In the Biden administration’s application for a stay, Solicitor General Elizabeth Prelogar challenged the standing of the Attorneys General of Missouri and Louisiana, who filed suit against the administration alleging that they violated First Amendment free speech protections under the US Constitution by “threaten[ing] and cajol[ing] social-media platforms for years…to suppress disfavored speakers, viewpoints, and content.”
Prelogar also argued that the preliminary injunction goes against First Amendment protections as it applies to the administration. According to the administration’s application:
It is axiomatic that the government is entitled to provide the public with information and to “advocate and defend its own policies.” A central dimension of presidential power is the use of the Office’s bully pulpit to seek to persuade Americans – and American companies – to act in ways that the President believes would advance the public interest…of course, the government cannot punish people for expressing different views. Nor can it threaten to punish the media or other intermediaries for disseminating disfavored speech. But there is a fundamental distinction between persuasion and coercion.

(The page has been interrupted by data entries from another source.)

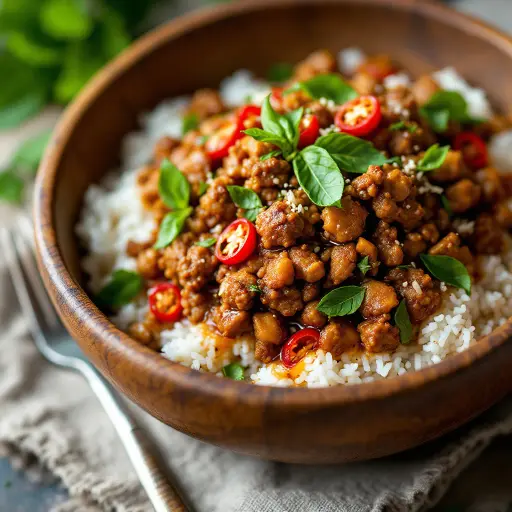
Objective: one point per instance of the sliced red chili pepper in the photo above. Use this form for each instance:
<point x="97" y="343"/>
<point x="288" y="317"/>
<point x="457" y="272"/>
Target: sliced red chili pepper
<point x="359" y="117"/>
<point x="473" y="148"/>
<point x="217" y="146"/>
<point x="236" y="243"/>
<point x="379" y="67"/>
<point x="309" y="130"/>
<point x="298" y="345"/>
<point x="165" y="302"/>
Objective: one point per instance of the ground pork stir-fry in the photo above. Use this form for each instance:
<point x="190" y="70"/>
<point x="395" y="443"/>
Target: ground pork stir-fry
<point x="333" y="216"/>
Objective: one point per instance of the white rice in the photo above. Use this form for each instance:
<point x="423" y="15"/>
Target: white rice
<point x="113" y="214"/>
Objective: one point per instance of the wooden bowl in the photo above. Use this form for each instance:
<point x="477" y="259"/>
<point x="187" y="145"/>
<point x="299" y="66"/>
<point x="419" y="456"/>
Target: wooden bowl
<point x="293" y="425"/>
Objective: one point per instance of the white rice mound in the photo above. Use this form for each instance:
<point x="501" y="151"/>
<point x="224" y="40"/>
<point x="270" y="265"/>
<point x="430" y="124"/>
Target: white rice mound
<point x="113" y="214"/>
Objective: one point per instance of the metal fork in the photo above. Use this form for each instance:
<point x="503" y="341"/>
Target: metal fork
<point x="57" y="346"/>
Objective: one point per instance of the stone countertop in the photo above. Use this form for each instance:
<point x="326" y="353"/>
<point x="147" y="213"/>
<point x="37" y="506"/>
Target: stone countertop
<point x="485" y="482"/>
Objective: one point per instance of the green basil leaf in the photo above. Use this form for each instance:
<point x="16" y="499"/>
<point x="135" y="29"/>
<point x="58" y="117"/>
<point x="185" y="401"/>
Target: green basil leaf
<point x="319" y="176"/>
<point x="403" y="322"/>
<point x="364" y="265"/>
<point x="342" y="301"/>
<point x="122" y="288"/>
<point x="171" y="226"/>
<point x="433" y="158"/>
<point x="446" y="205"/>
<point x="271" y="138"/>
<point x="402" y="125"/>
<point x="247" y="199"/>
<point x="29" y="154"/>
<point x="207" y="242"/>
<point x="448" y="270"/>
<point x="189" y="122"/>
<point x="266" y="156"/>
<point x="329" y="86"/>
<point x="11" y="187"/>
<point x="66" y="19"/>
<point x="203" y="187"/>
<point x="20" y="110"/>
<point x="351" y="153"/>
<point x="444" y="106"/>
<point x="233" y="371"/>
<point x="280" y="72"/>
<point x="173" y="187"/>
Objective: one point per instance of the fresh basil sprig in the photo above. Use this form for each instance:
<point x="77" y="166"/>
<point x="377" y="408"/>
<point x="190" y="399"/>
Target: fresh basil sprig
<point x="174" y="190"/>
<point x="280" y="130"/>
<point x="189" y="122"/>
<point x="351" y="153"/>
<point x="445" y="106"/>
<point x="247" y="199"/>
<point x="319" y="176"/>
<point x="364" y="265"/>
<point x="449" y="270"/>
<point x="173" y="187"/>
<point x="433" y="158"/>
<point x="403" y="322"/>
<point x="233" y="371"/>
<point x="122" y="288"/>
<point x="342" y="301"/>
<point x="207" y="242"/>
<point x="329" y="86"/>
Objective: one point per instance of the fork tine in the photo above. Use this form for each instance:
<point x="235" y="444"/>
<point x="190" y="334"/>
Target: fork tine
<point x="24" y="244"/>
<point x="20" y="287"/>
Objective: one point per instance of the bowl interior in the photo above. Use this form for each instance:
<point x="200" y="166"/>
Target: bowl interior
<point x="196" y="54"/>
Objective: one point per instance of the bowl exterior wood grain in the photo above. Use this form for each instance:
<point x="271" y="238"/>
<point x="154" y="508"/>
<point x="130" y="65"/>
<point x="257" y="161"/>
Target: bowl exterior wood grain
<point x="292" y="425"/>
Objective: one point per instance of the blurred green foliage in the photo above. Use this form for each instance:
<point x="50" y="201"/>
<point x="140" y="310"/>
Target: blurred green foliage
<point x="50" y="48"/>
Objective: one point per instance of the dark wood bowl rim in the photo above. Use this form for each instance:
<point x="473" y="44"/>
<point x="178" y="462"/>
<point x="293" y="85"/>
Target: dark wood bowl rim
<point x="65" y="290"/>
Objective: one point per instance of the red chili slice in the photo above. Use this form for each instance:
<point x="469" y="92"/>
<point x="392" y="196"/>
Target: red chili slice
<point x="165" y="302"/>
<point x="310" y="130"/>
<point x="298" y="346"/>
<point x="217" y="146"/>
<point x="473" y="148"/>
<point x="236" y="243"/>
<point x="359" y="117"/>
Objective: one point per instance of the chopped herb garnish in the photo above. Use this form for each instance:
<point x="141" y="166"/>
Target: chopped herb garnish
<point x="342" y="301"/>
<point x="328" y="86"/>
<point x="124" y="286"/>
<point x="402" y="125"/>
<point x="445" y="106"/>
<point x="233" y="371"/>
<point x="207" y="242"/>
<point x="319" y="176"/>
<point x="189" y="122"/>
<point x="171" y="226"/>
<point x="433" y="158"/>
<point x="449" y="270"/>
<point x="364" y="265"/>
<point x="280" y="72"/>
<point x="403" y="322"/>
<point x="446" y="205"/>
<point x="266" y="156"/>
<point x="351" y="153"/>
<point x="247" y="199"/>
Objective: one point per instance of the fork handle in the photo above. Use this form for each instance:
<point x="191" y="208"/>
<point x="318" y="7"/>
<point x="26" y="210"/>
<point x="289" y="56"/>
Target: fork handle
<point x="149" y="468"/>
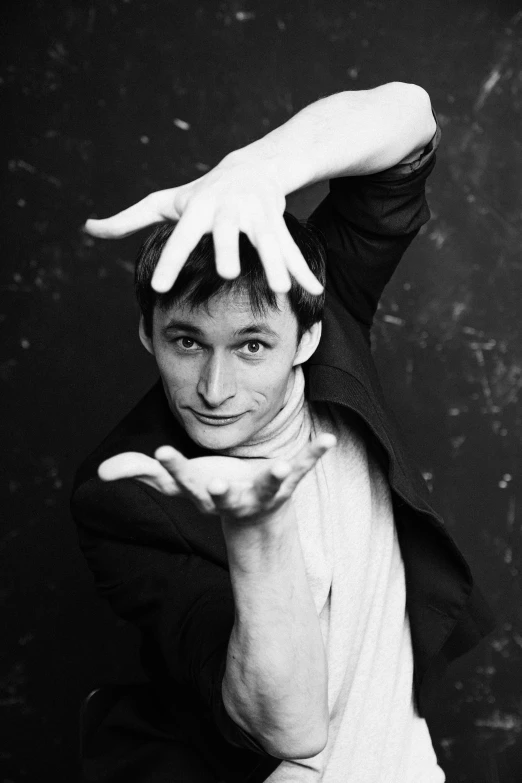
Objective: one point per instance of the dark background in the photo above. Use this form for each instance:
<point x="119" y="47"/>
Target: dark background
<point x="94" y="94"/>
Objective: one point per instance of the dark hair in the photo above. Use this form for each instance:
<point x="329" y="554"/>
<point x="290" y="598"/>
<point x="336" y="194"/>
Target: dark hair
<point x="198" y="280"/>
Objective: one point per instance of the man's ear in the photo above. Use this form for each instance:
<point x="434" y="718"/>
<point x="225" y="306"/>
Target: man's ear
<point x="308" y="344"/>
<point x="144" y="337"/>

The administration also indicated its intent to formally appeal the decision to the Supreme Court in October 2023. However, the temporary stay will only remain in place through September 22. The administration is permitted to file an extension of the stay, to possibly buy it more time to formally appeal the injunction to the Supreme Court.
Prior to the issuance of the Supreme Court’s stay, the US Court of Appeals for the Fifth Circuit affirmed in part the lower court’s decision. The court adopted the lower court’s reasoning that the social media platforms’ decisions to censor content were likely made at the partially out of fear of “adverse legal or regulatory consequences that could result from a refusal to adhere to the government’s directives.” However, the Fifth Circuit significantly reduced the reach of the lower court’s initial injunction, dismissing nine of the ten prohibitions set forth at the risk of them being “overbroad” and “duplicative.”